Elle a déjà publié Le siècle des sauterelles (Ramsay, 1992),
L’interdite (Grasset, 1993), Des rêves et des assassins
(Grasset, 1995), Les Hommes qui marchent (Grasset, 1997)
et La nuit de la lézarde (Grasset
1998).
Ici
l
est parti ce matin. Je suis seule dans le lit. Seule ce soir dans
notre odeur. Pourtant les draps ont été changés. Mais l’odeur est
bien là, dans la fibre du tissu. Dans la mémoire du lit. Dans nos
dix-sept ans de corps, de souffles enchevêtrés. De serments, de
rêves en lacis. Mes insomnies endiguées par son repos profond, à
lui. Mes doutes réfugiés contre ses convictions. Dans notre peau
à peau, je peux lire longtemps. Jusqu’à ce que tombe le sommeil
et tombe le livre. Peau à peau avec les mots
Il ne dormira plus avec moi dans ce lit. Je suis encore anesthésiée
par la brutalité de cette certitude. Je suis comme un amputé au
réveil d’une opération. Quand la douleur est encore absente. Elle
viendra lorsque l’absence aura pris corps. Avec la pleine conscience
de la mutilation.
Je me tourne, me retourne dans le lit. J’ai beau me dire que tout
ça n’est que dans ma tête, des bouffées sourdent des draps, submergent
ma respiration. Au moindre mouvement. Je n’éteins pas. Je ne lis
pas le livre ouvert. Je fixe, hébétée, la place désertée. J’écoute
le silence de la maison dans le raffut de la tramontane.
Il a fait ce lit de ses mains. Des lames de parquet et quelques
chevilles. À la tête du lit, un large montant borde des traverses
de chevet. C’est l’espace réservé aux livres, aux revues.
Recroquevillée sur le côté, j’ai tout à coup l’impression de m’agriffer
à un radeau pris dans la tourmente. La tramontane, forte ce soir,
l’alcool, le somnifère, la tragédie du pays... Ce silence en moi
énorme. Les éléments, les humains déchaînés autour. Tout ça. Oui.
Je m’arrache à l’odeur, au lit, claque la porte, traverse la maison
vers l’aile opposée, la partie ancienne. Un mazet de campagne
à l’origine. Un escalier en colimaçon mène à la chambre d’amis.

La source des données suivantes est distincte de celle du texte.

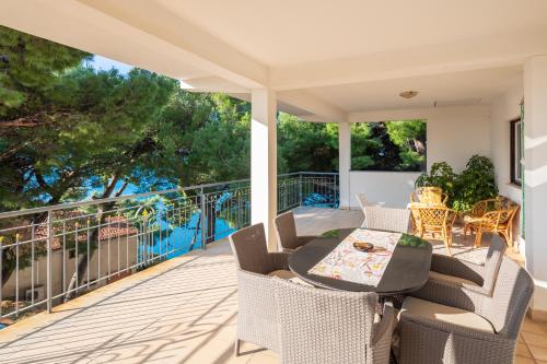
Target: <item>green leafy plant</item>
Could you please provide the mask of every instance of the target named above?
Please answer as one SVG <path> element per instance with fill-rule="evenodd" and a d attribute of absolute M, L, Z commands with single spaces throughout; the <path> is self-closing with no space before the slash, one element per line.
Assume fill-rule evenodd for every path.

Je m’arrête devant cet autre lit. Non. Je ne peux pas dormir là
non plus. Je m’en détourne, dégringole les marches sans m’attarder
sur les raisons de ce refus. Je n’en ai ni la force ni l’envie.

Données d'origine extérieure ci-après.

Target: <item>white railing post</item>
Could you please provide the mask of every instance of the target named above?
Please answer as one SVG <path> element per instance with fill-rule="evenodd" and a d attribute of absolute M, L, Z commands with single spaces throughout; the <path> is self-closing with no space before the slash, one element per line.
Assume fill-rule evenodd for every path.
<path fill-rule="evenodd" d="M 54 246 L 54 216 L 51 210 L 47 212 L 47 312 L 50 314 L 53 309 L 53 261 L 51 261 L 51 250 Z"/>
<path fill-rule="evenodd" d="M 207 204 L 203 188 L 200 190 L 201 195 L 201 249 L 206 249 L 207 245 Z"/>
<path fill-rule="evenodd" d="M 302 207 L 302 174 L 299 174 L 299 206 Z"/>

Une grande mezzanine au-dessus du salon me tient lieu de bureau.
C’est là que j’écris. J’ai commencé à écrire là. L’Algérie. Bien
sûr. Et l’Algérie pour moi c’est d’abord le désert. J’ai écrit le
pays après des années de rupture. Dans l’endroit suspendu de l’écriture.

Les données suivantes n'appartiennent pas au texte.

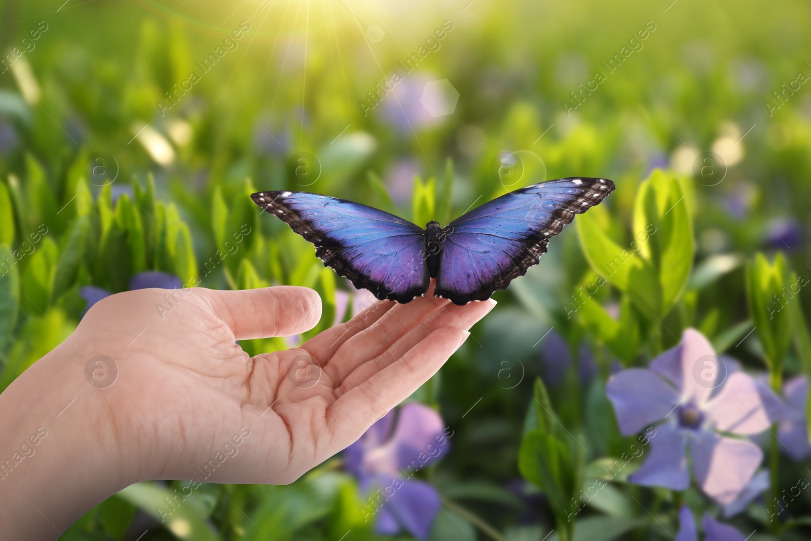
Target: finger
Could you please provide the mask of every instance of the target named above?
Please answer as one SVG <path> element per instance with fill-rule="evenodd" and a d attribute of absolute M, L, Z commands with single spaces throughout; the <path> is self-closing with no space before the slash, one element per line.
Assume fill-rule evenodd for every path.
<path fill-rule="evenodd" d="M 234 291 L 195 288 L 237 340 L 288 337 L 315 327 L 321 319 L 321 298 L 294 286 Z"/>
<path fill-rule="evenodd" d="M 496 307 L 496 301 L 488 299 L 482 303 L 470 303 L 464 306 L 448 304 L 439 310 L 420 324 L 409 331 L 390 348 L 371 360 L 363 363 L 341 382 L 338 395 L 362 384 L 374 374 L 405 355 L 411 348 L 424 340 L 434 329 L 443 327 L 457 327 L 469 330 L 477 321 Z"/>
<path fill-rule="evenodd" d="M 333 438 L 343 449 L 384 414 L 436 373 L 470 333 L 457 327 L 435 330 L 395 363 L 340 397 L 327 411 Z"/>
<path fill-rule="evenodd" d="M 374 324 L 396 304 L 393 301 L 376 301 L 346 323 L 319 333 L 302 344 L 301 347 L 307 350 L 321 364 L 325 364 L 344 342 Z"/>
<path fill-rule="evenodd" d="M 392 346 L 414 327 L 431 317 L 450 301 L 425 296 L 397 304 L 367 328 L 347 340 L 324 367 L 333 381 L 343 380 L 363 363 Z"/>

Un lit Empire à une place y occupe un coin contre le conduit de
la cheminée. Je m’y pelotonne. La tête vide, un crabe dans
le ventre, je prête l’oreille à la tramontane. Les hurlevents fouettent
les chênes verts, griffent les amandiers en fleurs, les micocouliers
encore dénudés.
Je pense toujours au vent de sable dans la tramontane. Surtout en
cette saison, la sienne. Ce soir de début mars 1994, le vent, l’errance
entre les lits, la solitude peut-être me ramènent au désert. Là-bas,
le sirocco donne au printemps une odeur de poussière. L’amour entre
hommes et femmes n’existait que dans les chansons, les contes et
les livres. Là-bas, je n’avais eu un lit que bien tard. Là-bas,
j’avais conquis de haute lutte le droit de dormir ou plutôt de veiller
seule. Le droit à l’insomnie rivée aux livres, emportée par leurs
ailleurs. Dans des couchages improvisés, menacés, nomades, l’insomnie,
la solitude et la lecture avaient été mes premières libertés.